Personal information
- Full name: Cassidy Mae McCarthy
- Born: 23 July 2002 (age 24) Crowborough, East Sussex, England
- Batting: Right-handed
- Bowling: Right-arm medium
- Role: Bowler

Domestic team information
- 2017–2024: Sussex
- 2020–2021: Southern Vipers
- 2023–present: The Blaze
- 2023–2025: Trent Rockets
- 2026-present: Sunrisers Leeds

Career statistics
| Competition | WLA | WT20 |
| Matches | 24 | 25 |
| Runs scored | 67 | 14 |
| Batting average | 6.70 | 3.50 |
| 100s/50s | 12 | 0/0 |
| Top score | 0/0 | 10 |
| Balls bowled | 556 | 200 |
| Wickets | 13 | 10 |
| Bowling average | 34.69 | 22.50 |
| 5 wickets in innings | 0 | 0 |
| 10 wickets in match | 0 | 0 |
| Best bowling | 3/17 | 4/28 |
| Catches/stumpings | 7/– | 6/– |
- Source: CricketArchive, 19 October 2024

= Cassidy McCarthy =

English cricketer (born 2002)

Cassidy Mae McCarthy (born 23 July 2002) is an English cricketer who currently plays for The Blaze and Sunrisers Leeds. A right-arm medium bowler, McCarthy has previously played for Sussex, Southern Vipers and Trent Rockets.

==Early life==
McCarthy was born on 23 July 2002 in Crowborough, East Sussex and attended St Gregory's Catholic School in Royal Tunbridge Wells. She studies at Loughborough University. Her father was former Republic of Ireland under-21 international footballer Paul McCarthy.

==Domestic career==
McCarthy made her county debut in 2017, for Sussex against Berkshire. She took six wickets at an average of 19.50 in the 2019 Women's County Championship. In the 2021 Women's Twenty20 Cup, she took 4/28 from her four overs in a match against Middlesex.

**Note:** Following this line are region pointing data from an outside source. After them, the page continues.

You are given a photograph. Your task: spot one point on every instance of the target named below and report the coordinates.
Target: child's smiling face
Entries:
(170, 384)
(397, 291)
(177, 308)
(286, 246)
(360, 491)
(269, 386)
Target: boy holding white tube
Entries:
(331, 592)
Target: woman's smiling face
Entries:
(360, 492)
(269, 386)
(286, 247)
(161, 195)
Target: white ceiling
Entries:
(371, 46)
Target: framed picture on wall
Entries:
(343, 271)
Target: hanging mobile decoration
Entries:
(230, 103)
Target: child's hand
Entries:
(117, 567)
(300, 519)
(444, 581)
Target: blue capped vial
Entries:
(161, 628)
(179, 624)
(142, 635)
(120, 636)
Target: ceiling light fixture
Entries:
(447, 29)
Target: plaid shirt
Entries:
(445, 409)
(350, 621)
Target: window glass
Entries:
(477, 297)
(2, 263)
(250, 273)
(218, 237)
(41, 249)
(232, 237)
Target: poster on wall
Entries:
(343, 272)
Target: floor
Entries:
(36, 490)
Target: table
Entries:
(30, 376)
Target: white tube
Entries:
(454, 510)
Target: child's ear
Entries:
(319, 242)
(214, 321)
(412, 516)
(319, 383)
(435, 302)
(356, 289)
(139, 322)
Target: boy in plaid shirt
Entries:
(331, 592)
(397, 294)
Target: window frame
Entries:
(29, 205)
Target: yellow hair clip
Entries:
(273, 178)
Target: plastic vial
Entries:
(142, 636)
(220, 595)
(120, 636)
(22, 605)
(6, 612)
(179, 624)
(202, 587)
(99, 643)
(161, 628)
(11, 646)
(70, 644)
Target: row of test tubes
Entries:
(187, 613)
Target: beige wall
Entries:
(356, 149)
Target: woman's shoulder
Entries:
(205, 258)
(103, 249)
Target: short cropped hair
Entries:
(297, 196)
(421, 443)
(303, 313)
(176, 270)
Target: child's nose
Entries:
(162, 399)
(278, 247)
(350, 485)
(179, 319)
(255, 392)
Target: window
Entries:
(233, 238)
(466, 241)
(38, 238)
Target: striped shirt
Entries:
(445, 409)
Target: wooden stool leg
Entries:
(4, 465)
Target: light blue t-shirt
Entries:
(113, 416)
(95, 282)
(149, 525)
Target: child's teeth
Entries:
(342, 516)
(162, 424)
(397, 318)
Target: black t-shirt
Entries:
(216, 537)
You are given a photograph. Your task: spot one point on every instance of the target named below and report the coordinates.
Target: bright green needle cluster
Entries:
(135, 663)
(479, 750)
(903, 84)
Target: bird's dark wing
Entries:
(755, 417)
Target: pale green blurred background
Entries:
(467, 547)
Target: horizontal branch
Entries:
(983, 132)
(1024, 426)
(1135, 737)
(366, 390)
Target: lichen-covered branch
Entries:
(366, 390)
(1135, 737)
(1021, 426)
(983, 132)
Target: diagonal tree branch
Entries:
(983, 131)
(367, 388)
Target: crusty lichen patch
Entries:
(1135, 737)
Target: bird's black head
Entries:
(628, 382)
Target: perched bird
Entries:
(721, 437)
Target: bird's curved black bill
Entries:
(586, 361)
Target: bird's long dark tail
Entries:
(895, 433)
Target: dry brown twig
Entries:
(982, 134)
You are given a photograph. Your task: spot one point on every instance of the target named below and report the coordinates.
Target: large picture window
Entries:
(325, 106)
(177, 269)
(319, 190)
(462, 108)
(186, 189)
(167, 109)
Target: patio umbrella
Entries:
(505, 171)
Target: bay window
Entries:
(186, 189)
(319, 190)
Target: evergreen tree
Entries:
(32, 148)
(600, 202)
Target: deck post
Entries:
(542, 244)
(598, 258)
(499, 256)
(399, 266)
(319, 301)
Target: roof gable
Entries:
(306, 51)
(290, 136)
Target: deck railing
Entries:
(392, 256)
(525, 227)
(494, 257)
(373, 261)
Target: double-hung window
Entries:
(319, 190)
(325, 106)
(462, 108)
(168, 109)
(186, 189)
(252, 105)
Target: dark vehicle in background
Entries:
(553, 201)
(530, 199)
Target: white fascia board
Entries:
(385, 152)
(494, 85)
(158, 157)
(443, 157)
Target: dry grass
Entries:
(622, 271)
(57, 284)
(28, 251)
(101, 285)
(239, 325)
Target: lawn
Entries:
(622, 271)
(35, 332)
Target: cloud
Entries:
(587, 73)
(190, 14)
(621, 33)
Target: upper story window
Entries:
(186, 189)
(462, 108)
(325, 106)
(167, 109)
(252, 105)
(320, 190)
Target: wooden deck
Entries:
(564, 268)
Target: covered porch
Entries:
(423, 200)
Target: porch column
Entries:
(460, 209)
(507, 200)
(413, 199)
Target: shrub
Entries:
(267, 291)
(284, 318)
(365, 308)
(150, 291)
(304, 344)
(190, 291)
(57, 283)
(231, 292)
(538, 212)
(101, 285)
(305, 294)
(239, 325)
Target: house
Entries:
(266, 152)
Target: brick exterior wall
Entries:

McCarthy was named in the Southern Vipers squad in 2020 and 2021, but did not play a match for the side in either season. She was moved to the side's Academy squad for the 2022 season. In November 2022, it was announced that McCarthy had signed a winter retainer contract at The Blaze. She made her debut for the side on 7 July 2023, against Northern Diamonds in the Rachael Heyhoe Flint Trophy. She played two matches overall for the side that season, taking two wickets. She also played two matches for Trent Rockets in The Hundred. In 2024, she played 12 matches for The Blaze, all in the Rachael Heyhoe Flint Trophy, taking 5 wickets. McCarthy signed a new two-year contract with The Blaze in August 2024. She agreed a one-year extension with The Blaze in April 2026 and was selected by Sunrisers Leeds on a £65,000 fee for that year's edition of The Hundred.